By Tim Nanns
Sudanese President Omar Hassan Ahmed Al-Bashir won the national elections in a landslide victory with 94.5%, according to the announcement by the National Electoral Commission (NEC) on Monday.
Al-Bashir, who is wanted by the International Criminal Court (ICC) on war crime charges, faced little to no opposition during the elections, with nearly all major opposition parties boycotting the elections.
According to the NEC, more than 5 million voted for Al-Bashir, with his closest rival far behind with 79,000 votes. The turnout of far less than 6 million voters means that only around 46% of the registered voters participated in the elections, excluding those who are not registered.
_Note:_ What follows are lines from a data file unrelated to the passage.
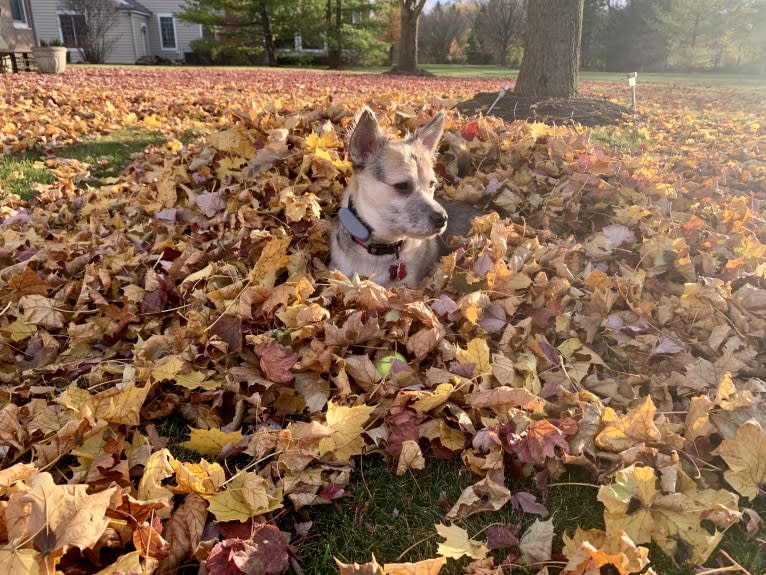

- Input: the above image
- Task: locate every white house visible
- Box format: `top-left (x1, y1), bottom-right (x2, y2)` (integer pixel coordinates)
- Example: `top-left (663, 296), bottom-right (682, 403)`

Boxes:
top-left (28, 0), bottom-right (203, 64)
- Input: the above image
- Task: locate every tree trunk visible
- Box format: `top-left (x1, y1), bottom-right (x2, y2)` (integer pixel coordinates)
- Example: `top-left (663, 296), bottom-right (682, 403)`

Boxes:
top-left (514, 0), bottom-right (583, 98)
top-left (396, 0), bottom-right (426, 74)
top-left (327, 0), bottom-right (343, 69)
top-left (260, 2), bottom-right (277, 66)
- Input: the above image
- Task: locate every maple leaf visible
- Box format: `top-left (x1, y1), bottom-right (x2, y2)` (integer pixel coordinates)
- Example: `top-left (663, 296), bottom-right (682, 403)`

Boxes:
top-left (253, 336), bottom-right (298, 383)
top-left (435, 523), bottom-right (489, 559)
top-left (713, 419), bottom-right (766, 499)
top-left (512, 419), bottom-right (569, 464)
top-left (383, 557), bottom-right (447, 575)
top-left (333, 555), bottom-right (383, 575)
top-left (14, 472), bottom-right (117, 553)
top-left (0, 547), bottom-right (44, 575)
top-left (519, 518), bottom-right (553, 565)
top-left (562, 527), bottom-right (649, 575)
top-left (455, 337), bottom-right (492, 375)
top-left (596, 395), bottom-right (662, 452)
top-left (319, 401), bottom-right (375, 462)
top-left (181, 429), bottom-right (244, 457)
top-left (446, 476), bottom-right (511, 521)
top-left (204, 472), bottom-right (282, 521)
top-left (243, 525), bottom-right (289, 575)
top-left (396, 439), bottom-right (426, 475)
The opposition actually running in the election was identified by a leaked African Union (AU) report from March, as sympathisers or even “creations” of the ruling National Congress Party (NCP). Despite its own criticism though, the AU decided to send observers to the election, thereby drawing heavy criticism from the opposition for granting credibility to the “forged” elections.
In its report on the elections, the AU only mildly criticised the Sudanese government, stating that the “suppression of human rights […] no doubt constrained and restrained participation in the electoral process”, but mostly keeping a low profile by concluding that “the results of the election would reflect the expression of the will of the voters of Sudan”.
Amnesty International (AI) was much sharper in its criticism on Thursday, with Deputy Regional Director Michelle Kagari stating that “there is a clear and ongoing pattern of violently suppressing dissenting voices”. AI also blames Sudan’s National Intelligence and Security Service (NISS) for several human rights violations, including the alleged abduction and torture of activists and journalists.
A Sudanese national living in Cairo told Daily News Egypt that Al-Bashir’s victory was no surprise since he was expected to win. The result of 94.5% was a sign, however, that “this election was obviously even more rigged than the other one”, referring to Al-Bashir winning 68.2% in 2010.
The 2010 election was met by harsh criticism from many observers, including Human Rights Watch, citing “political repression and human rights abuses across Sudan”. It is alleged these led, in combination with the election’s rigging, to the re-election of Al-Bashir.